Learning Oracle: Weblogic Troubleshooting Issues

Weblogic Troubleshooting Issues

Deployment issues:

code issues: we will send error log to the application team for modification.
Caused By: weblogic.utils.ErrorCollectionException:
There are 1 nested errors:
weblogic.j2ee.dd.xml.AnnotationProcessException: Duplicate ejb name 'BDAccountEjbBean' found: annotation 'Stateless' on bean
failed due to connection pool issue: we will fix connection pool issues and then redeploy the application

Out of memory issue during the deployment:
error: java.lang.outofmemory.permgenspace
this error occured due to space in perm area.
setDomainEnv.sh
xx:permsize 64m
xx:maxpermsize 128m
we have set intial permsize=maxpermsize then restarted the servers, redeployed the application
If one or two application faile
d when we are triggering through scipt. we will fix that issue and do a deployment using console

jdbc issues:

1) DB down (raise a ticket to db team)
2) Incorrect hostname or port number ( raise a ticket to network team)
3) Data base connection lost ( telnet ipaddress port )
4) Data base user_acc lock ( raise a ticket to db team for unlocking user_acc)
5) Invalid pakage error (raise a ticket to db team)
6) TNS listener error (raise a ticket to db team)
7) Schema does not exist (raise a ticket to db team)
8) Cannot allocate resource error
Intial capacity : 5
max : 15 increase max to 25
9) connection leaks ( send error to application team)
10) Connection time out ( raise a tickect to db team for long running quries)

jms issues:

stuck message issues
Check whether dest queue is available, check message format, check queue name.
rolling message issues (messages will run continuously in the loop)
delete those messages in the queue.

diskspace issues:

If the disk space usage is 95%-100% then we will delete old log files
[root@localhost ~]# df -kh
Filesystem Size Used Avail Use% Mounted on
/dev/sda2 3.8G 1.9G 1.8G 52% /
/dev/sda1 46M 9.2M 35M 22% /boot
tmpfs 506M 0 506M 0% /dev/shm
/dev/sda3 14G 14G 0G 100% /home

du -kh (disk usage)

[root@localhost ~]# du -sh /home
1.8G /home

[root@localhost bea10.3]# du -sh *
181M jdk160_05
211M jrockit_160_05
28K logs
100M modules
24K registry.dat
8.0K registry.xml
19M user_projects
556K utils
429M wlserver_10.3

delete old log files
/home/bea10.3/user_projects/domains/sherkhan/servers/AdminServer/logs

rm -rf Adminserver.log00001 Adminserver.log00002 Adminserver.log00003
rm -rf Adminserver.out00001 Adminserver.out00002 Adminserver.out00003
rm -rf access.log00001 access.log00002 access.log00003

/home/bea10.3/user_projects/domains/sherkhan/servers/ms1/logs

rm -rf ms1.log00001
rm -rf ms1.out00001
or zip the log files
/home/bea10.3/user_projects/domains/sherkhan/servers/AdminServer/logs
gzip -r *
/home/bea10.3/user_projects/domains/sherkhan/servers/AdminServer
gzip -r logs

High cpu utilization:

top (linux)
prstat (solaris)

top - 07:45:22 up 3:03, 3 users, load average: 0.16, 0.33, 0.17
Tasks: 113 total, 2 running, 109 sleeping, 0 stopped, 2 zombie
Cpu(s): 0.0%us, 0.7%sy, 0.0%ni, 99.3%id, 0.0%wa, 0.0%hi, 0.0%si, 0.0%st
Mem: 1035400k total, 1020348k used, 15052k free, 77688k buffers
Swap: 2040212k total, 0k used, 2040212k free, 483724k cached

ps -ef | grep 9523

If you find any zombie process count >50 raise a ticket to solaris admins
If any java processes are occupying 95-100% cpu usage then check the log files for any continuous looping messages or jdbc transaction time outs.
fix the problem and kill manged server using kill -9 pid and restart the service instance.

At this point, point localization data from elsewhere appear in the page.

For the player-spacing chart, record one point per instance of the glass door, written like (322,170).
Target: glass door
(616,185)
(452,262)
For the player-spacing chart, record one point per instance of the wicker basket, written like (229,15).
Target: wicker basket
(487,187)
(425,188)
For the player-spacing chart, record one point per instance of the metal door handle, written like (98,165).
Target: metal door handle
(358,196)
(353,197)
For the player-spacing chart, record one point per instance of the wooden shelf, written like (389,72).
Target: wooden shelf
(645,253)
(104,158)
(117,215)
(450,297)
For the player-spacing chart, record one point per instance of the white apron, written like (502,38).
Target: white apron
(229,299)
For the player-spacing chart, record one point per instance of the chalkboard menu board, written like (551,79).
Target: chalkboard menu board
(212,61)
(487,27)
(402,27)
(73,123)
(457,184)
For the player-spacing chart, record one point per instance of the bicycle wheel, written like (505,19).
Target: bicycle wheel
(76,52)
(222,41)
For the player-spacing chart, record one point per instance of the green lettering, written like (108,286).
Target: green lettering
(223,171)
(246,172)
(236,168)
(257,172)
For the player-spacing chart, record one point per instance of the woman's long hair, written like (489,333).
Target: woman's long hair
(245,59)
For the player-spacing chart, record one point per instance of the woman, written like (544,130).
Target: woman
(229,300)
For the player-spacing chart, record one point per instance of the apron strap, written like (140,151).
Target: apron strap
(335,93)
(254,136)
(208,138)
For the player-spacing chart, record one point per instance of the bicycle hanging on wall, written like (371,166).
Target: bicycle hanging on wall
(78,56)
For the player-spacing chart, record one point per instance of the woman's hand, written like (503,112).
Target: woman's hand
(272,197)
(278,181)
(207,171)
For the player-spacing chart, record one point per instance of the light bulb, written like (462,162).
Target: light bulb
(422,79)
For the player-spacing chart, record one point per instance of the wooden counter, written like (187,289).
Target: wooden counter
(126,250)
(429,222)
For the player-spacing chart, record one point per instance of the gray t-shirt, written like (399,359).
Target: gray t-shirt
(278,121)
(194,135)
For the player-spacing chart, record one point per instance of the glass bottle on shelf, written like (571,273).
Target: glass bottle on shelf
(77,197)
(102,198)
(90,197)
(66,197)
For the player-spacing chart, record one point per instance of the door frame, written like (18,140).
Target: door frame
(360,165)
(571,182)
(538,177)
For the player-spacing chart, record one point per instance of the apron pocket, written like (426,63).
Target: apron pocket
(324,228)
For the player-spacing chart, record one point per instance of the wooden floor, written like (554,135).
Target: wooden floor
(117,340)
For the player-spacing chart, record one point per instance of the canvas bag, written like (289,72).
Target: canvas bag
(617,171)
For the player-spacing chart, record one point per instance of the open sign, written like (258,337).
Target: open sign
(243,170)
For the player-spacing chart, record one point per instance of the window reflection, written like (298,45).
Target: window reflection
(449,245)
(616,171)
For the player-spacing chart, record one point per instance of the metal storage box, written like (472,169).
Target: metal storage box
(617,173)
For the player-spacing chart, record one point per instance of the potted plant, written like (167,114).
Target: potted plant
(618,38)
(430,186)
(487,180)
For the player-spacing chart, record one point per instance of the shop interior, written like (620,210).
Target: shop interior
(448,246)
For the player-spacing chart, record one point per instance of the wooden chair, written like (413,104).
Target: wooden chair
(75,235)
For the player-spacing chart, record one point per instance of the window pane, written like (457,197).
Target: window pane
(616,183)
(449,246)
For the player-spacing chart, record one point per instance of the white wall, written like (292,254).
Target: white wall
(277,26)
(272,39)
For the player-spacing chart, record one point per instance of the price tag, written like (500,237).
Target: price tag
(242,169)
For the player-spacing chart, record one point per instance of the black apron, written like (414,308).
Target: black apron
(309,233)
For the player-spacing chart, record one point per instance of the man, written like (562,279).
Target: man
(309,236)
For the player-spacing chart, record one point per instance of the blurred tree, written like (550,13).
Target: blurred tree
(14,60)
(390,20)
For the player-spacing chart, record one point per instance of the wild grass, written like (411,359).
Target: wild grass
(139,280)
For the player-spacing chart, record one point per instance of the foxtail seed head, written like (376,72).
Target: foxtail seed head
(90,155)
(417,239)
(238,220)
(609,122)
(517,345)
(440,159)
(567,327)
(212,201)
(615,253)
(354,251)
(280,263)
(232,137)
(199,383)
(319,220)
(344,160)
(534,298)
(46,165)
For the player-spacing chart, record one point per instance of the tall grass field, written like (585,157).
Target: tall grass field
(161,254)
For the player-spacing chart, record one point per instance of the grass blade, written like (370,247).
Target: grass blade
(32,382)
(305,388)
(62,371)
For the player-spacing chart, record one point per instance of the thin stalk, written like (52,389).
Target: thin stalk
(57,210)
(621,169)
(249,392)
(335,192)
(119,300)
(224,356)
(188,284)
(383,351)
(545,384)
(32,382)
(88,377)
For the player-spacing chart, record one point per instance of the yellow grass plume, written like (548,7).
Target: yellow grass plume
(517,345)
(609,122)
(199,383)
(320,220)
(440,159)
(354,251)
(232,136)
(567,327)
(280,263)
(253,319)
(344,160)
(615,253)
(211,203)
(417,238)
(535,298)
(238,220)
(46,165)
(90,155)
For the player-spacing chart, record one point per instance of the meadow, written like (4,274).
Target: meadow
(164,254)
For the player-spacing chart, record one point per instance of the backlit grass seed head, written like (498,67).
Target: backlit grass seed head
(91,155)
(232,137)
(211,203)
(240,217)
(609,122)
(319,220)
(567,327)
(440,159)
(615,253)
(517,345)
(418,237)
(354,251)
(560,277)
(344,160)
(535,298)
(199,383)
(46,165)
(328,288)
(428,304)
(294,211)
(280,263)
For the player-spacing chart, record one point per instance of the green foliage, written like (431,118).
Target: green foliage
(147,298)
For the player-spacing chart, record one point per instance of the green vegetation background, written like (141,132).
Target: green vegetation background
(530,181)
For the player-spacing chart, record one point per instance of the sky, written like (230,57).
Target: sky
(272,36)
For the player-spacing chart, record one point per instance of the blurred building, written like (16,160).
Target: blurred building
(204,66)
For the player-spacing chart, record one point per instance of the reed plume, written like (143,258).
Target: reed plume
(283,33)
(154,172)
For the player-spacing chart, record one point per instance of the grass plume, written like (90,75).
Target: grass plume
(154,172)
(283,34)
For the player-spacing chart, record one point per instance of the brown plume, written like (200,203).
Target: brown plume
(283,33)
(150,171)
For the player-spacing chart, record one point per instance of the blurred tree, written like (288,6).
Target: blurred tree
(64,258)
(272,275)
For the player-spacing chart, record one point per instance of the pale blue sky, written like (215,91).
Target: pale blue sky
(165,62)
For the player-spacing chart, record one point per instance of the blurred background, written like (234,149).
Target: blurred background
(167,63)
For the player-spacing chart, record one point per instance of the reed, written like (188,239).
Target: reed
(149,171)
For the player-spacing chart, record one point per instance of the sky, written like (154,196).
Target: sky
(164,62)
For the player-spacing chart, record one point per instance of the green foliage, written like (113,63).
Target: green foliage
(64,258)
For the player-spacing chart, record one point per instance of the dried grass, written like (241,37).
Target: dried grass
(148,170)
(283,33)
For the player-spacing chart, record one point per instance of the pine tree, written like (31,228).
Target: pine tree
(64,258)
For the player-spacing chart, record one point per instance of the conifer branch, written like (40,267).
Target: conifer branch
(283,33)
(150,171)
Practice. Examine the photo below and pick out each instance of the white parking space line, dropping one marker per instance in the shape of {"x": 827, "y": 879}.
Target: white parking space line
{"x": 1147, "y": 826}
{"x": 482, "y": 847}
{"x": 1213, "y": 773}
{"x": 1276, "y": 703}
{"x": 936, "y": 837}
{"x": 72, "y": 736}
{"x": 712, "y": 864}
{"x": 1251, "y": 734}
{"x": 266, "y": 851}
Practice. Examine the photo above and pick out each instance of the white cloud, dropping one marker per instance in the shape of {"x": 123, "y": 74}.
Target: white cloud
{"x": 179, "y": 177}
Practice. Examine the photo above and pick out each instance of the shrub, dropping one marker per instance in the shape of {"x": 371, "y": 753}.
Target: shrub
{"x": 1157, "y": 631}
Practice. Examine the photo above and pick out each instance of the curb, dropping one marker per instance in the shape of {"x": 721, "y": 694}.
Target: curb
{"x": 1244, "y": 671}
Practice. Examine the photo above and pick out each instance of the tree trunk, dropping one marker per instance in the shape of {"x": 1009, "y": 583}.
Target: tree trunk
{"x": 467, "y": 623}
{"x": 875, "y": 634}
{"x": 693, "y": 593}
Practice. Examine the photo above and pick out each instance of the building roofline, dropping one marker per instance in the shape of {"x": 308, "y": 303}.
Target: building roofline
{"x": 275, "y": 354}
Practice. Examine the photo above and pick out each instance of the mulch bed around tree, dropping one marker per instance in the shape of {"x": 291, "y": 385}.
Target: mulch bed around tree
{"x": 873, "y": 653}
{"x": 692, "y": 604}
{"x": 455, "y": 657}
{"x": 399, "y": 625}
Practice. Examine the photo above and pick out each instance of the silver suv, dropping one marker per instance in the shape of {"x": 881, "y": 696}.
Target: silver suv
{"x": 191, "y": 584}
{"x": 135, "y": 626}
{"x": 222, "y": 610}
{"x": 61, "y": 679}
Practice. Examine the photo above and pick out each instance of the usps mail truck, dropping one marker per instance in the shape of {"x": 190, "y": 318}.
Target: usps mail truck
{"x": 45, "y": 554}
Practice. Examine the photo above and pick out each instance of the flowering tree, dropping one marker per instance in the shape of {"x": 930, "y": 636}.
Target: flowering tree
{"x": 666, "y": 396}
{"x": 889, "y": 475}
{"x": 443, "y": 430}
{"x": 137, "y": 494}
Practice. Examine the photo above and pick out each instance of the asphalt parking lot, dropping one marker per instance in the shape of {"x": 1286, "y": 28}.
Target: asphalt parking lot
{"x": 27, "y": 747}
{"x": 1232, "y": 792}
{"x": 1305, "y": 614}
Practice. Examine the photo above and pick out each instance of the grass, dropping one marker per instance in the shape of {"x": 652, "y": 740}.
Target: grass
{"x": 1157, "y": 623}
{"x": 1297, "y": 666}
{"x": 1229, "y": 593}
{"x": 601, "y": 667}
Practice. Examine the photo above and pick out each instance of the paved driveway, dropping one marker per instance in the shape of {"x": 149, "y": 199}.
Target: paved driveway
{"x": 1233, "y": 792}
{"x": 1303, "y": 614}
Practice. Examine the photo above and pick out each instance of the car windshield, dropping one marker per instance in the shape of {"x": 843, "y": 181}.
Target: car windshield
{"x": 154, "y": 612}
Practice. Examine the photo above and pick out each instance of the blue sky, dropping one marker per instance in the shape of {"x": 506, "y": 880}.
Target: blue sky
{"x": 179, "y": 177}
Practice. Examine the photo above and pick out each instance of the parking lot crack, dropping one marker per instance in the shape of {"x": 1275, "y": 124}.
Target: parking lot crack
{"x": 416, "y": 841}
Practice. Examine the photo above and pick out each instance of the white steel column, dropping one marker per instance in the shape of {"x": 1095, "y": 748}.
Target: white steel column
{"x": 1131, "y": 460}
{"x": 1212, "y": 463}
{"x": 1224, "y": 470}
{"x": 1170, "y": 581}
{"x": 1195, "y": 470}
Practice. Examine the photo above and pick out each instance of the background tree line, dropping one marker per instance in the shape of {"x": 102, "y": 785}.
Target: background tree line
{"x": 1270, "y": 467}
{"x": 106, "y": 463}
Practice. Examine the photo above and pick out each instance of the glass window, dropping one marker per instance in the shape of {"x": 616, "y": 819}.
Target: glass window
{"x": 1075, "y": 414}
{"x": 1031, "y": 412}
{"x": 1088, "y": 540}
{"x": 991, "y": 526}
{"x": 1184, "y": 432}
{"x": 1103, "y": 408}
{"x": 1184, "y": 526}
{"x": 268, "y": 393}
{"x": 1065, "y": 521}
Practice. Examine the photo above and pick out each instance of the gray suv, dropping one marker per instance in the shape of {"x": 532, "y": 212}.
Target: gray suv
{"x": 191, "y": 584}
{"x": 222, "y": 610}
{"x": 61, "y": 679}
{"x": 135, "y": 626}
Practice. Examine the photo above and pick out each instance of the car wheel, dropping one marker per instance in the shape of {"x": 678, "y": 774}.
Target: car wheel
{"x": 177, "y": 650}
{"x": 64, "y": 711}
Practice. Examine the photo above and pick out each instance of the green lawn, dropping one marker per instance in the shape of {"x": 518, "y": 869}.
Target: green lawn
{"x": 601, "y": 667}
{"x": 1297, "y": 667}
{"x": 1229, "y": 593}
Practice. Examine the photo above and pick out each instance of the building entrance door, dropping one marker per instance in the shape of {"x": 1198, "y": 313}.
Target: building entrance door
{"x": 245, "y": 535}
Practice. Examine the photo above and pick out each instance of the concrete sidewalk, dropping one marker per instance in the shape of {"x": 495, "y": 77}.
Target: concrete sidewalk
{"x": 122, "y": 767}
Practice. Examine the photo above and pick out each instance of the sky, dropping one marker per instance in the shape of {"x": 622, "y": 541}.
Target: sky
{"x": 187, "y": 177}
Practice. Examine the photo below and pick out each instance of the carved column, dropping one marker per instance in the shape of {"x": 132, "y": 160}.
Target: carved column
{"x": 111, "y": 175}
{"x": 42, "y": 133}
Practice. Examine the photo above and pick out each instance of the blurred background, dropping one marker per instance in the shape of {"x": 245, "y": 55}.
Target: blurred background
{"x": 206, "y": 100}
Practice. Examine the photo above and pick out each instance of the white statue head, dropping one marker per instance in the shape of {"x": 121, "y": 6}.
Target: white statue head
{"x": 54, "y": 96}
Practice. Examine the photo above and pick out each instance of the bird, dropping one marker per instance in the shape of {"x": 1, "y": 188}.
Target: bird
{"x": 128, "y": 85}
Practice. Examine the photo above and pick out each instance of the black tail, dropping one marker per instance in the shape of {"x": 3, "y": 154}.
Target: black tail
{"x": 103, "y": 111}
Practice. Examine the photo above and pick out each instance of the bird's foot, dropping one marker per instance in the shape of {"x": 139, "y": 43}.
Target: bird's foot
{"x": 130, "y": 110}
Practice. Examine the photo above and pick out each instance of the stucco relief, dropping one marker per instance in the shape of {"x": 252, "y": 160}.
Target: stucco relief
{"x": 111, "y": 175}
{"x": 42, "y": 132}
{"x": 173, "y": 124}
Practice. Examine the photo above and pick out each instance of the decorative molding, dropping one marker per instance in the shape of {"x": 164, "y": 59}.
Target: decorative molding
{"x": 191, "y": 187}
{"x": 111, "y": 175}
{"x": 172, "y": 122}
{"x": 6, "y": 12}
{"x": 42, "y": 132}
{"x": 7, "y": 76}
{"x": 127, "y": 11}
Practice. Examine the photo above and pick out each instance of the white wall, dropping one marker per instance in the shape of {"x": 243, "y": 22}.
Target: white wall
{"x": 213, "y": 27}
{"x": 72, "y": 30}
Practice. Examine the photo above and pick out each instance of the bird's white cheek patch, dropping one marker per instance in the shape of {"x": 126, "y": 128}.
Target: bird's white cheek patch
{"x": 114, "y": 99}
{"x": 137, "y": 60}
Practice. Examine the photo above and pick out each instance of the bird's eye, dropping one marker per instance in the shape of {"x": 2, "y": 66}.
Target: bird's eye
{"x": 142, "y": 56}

Application logs files not rotating issue:

check the diskspace if it is full then delete old logs
check whether log4j properties file set in classpath

404 error:

404 error: page can't be displayed.
10.4.5 404 Not Found

The server has not found anything matching the Request-URI. No indication is given of whether the condition is temporary or permanent.

sol:

1) check whether they are using correct url
2) check whether apache server is running ( ps -ef | grep httpd) ( ps -ef | grep -i apache)

Apache2.2/bin

httpd -k start
httpd -k stop

apachectl -k start
apachectl -k stop

3) check the diskspace of Apache server if it is full then delete the log files (df -kh)

goto Apache2.2/logs

delete old logs

4) Check whether the deployed application is in active state
5) If the deployed application is failed then fix the issue and redeploy the application

500 error:

Service unavailable
this error is due to server down
check apache or weblogic service instance is the server is down then start the server.

403 error:

Access forbidden
check whether the proxy mapping is correct
check syngrants and synanyms run properly in data base side
check whether the user having access to the application
issue:replicas.prop file corrupted

<BEA-000386> Server subsystem failed. Reason: java.lang.NumberFormatException: null
java.lang.NumberFormatException: null
at java.lang.Integer.parseInt(Integer.java:417)
at java.lang.Integer.parseInt(Integer.java:499)
at weblogic.ldap.EmbeddedLDAP.validateVDEDirectories(EmbeddedLDAP.java:1097)
at weblogic.ldap.EmbeddedLDAP.start(EmbeddedLDAP.java:242)
at weblogic.t3.srvr.SubsystemRequest.run(SubsystemRequest.java:64)
at weblogic.work.ExecuteThread.execute(ExecuteThread.java:207)
at weblogic.work.ExecuteThread.run(ExecuteThread.java:176)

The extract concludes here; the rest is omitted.